WILLINGTON, Conn. — A vigil took place again Thursday evening to remember Ted Demers and celebrated police's good work Wednesday night.
"We know a lot of people are sleeping much better now," said Jenna Bernard of Willington.
Residents were no longer afraid, knowing Peter Manfredonia who killed Ted Demers and Nicholas Eisle is now behind bars.
Their worst fear was not only knowing he was still on the loose but possibly hearing more about victims.
"It's just such a complete shock. I know a lot of people have been working really hard on so many fronts to really support the families," said Karen Ravenelle-Bloom of Willington.
Candles were circled around the town green - some brought new ones, some lit the candles and some were just there to show their support.
For those who knew Demers as a family or a friend, it was even more personal.
"Ted’s a great guy. Him and my ex-husband actually were really good friends and willing to help each other, help the neighbor, help anybody who needed help," said Chris Bernard of Willington.
The rain set the vigil's mood.

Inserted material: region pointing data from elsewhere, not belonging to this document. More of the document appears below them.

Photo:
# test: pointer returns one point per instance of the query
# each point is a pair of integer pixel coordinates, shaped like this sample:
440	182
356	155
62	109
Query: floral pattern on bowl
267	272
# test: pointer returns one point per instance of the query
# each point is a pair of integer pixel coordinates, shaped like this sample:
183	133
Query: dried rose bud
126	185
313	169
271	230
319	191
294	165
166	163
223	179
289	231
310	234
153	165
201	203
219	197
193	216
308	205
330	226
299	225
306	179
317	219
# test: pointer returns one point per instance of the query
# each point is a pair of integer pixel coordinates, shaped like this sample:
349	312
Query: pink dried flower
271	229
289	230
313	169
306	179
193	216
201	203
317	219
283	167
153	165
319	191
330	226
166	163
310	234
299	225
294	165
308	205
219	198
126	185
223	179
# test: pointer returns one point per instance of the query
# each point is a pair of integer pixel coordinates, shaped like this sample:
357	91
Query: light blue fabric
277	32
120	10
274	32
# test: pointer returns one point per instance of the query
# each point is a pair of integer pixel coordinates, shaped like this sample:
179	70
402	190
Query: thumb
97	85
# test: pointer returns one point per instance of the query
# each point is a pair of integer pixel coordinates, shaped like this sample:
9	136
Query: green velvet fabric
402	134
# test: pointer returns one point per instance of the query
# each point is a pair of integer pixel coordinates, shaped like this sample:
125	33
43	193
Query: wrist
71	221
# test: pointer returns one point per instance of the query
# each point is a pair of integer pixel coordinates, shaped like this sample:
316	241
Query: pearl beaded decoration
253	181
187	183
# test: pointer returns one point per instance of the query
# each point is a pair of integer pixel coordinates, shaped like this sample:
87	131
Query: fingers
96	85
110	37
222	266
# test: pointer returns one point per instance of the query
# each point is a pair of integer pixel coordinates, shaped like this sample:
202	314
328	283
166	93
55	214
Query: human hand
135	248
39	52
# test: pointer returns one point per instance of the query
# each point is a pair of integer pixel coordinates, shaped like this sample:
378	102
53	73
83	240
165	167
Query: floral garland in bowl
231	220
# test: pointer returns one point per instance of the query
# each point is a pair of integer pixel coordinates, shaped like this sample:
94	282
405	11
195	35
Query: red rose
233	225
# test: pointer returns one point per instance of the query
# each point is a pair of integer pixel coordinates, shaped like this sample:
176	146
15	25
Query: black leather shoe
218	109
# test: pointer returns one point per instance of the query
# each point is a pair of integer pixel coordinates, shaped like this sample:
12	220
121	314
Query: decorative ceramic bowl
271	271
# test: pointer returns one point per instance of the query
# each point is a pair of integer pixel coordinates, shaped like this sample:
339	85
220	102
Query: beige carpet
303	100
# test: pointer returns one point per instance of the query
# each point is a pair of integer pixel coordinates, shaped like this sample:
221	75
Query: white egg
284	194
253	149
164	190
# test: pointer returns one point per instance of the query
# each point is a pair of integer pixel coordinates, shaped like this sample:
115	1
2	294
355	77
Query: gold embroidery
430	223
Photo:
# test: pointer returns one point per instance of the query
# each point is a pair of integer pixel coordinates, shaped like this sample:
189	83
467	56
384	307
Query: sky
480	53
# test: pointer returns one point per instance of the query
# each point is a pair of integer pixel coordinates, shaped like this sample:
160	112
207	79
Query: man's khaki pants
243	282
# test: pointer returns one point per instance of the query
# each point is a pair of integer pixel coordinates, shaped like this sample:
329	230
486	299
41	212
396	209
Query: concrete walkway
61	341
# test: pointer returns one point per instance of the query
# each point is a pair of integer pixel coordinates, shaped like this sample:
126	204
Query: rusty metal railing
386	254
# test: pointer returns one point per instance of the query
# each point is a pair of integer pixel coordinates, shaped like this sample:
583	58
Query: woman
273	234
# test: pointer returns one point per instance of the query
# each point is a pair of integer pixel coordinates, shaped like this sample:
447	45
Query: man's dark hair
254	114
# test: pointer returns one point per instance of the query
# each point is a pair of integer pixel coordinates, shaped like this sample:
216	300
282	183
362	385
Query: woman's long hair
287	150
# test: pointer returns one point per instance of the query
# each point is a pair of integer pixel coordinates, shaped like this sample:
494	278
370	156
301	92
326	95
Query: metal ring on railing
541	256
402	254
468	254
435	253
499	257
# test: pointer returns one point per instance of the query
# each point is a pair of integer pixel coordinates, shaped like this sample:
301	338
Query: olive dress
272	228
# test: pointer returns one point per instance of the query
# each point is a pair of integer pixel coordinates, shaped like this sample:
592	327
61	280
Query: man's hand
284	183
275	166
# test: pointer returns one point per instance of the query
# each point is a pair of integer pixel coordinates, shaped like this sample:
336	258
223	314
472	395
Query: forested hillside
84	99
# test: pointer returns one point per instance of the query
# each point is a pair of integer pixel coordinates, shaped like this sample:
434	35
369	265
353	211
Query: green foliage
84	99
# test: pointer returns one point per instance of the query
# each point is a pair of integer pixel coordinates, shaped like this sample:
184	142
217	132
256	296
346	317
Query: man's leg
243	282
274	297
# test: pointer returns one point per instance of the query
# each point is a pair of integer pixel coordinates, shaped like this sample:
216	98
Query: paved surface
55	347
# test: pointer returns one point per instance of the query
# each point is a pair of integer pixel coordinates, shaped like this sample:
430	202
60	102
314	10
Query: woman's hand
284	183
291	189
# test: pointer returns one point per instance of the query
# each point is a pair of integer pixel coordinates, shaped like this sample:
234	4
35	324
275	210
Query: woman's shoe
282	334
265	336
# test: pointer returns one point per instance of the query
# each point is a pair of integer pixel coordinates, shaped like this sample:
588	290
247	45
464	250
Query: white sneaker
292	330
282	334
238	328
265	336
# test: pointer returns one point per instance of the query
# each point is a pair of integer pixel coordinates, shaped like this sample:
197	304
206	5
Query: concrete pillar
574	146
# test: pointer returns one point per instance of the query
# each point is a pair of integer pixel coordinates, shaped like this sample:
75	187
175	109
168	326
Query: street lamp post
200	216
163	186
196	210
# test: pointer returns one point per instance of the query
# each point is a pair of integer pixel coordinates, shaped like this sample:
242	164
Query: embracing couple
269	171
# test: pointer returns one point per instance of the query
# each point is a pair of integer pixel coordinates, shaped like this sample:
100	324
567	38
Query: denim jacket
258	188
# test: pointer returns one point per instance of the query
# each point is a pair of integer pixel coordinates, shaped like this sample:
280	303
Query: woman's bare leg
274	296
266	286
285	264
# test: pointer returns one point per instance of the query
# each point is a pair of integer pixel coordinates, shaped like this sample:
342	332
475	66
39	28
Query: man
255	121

It was a solemn moment, yet a justified one.
"It’s a wonderful community in this eastern Connecticut with the small towns - they support each other," said Adore Dent, Demers' cousin.

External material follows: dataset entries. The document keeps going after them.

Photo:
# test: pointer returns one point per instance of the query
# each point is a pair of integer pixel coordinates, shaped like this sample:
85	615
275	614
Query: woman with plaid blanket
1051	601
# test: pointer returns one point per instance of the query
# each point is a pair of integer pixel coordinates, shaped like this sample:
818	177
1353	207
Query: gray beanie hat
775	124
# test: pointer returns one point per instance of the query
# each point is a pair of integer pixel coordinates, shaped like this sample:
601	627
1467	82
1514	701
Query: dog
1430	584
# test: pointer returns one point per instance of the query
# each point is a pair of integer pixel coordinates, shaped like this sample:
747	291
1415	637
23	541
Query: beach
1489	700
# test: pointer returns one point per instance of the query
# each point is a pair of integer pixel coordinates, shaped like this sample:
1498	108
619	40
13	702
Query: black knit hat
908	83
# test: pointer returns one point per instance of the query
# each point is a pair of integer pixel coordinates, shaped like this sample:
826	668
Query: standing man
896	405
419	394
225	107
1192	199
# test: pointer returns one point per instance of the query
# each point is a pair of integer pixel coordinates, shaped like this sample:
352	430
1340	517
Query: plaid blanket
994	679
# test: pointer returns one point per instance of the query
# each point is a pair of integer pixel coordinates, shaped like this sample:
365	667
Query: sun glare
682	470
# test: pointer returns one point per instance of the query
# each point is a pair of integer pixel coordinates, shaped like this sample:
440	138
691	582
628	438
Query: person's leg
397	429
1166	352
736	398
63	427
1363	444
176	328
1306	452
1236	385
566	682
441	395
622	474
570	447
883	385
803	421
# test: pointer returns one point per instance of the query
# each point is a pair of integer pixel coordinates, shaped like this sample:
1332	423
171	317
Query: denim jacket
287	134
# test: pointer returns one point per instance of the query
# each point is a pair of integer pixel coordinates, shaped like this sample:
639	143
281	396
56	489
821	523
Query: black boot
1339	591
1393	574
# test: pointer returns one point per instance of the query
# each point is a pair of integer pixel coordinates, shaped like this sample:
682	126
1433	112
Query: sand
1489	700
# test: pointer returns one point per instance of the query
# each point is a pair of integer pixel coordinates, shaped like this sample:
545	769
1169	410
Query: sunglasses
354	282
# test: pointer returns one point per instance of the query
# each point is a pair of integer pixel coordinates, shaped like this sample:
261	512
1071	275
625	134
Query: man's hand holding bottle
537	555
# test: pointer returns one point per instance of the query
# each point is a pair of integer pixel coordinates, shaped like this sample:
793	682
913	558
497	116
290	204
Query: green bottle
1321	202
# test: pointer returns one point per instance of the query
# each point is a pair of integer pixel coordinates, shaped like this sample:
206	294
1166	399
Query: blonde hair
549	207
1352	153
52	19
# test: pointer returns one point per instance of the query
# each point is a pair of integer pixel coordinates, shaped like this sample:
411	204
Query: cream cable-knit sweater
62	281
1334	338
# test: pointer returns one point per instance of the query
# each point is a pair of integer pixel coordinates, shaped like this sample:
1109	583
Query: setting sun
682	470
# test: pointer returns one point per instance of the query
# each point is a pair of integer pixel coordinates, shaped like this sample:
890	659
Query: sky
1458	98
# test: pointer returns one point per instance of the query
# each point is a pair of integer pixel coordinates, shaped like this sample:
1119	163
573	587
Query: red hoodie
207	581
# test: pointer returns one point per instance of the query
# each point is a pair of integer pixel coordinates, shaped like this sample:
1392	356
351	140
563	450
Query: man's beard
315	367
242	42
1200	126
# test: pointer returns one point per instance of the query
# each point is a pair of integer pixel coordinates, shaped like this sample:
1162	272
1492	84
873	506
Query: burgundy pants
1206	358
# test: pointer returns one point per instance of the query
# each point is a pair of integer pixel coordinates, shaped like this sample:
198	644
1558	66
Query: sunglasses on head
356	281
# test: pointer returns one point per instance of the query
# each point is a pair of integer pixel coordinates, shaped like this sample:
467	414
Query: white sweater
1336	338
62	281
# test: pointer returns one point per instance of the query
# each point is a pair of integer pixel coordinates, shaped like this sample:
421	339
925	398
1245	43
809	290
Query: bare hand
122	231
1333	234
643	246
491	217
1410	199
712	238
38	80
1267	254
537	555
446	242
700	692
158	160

Demers' second cousin, Aimee Kevetos was reminded of his artistry. He was a talented woodworker and created one-of-a-kind pieces for families at flea markets.
"He would have a naughty little giggle or a snicker. He loved gardening, their garden’s just beautiful and such an artist and a woodworker," said Kevetos.
The tight-knit community can finally feel at peace but many now wonder why Demers was targeted.
"We will really miss him," said Kevetos.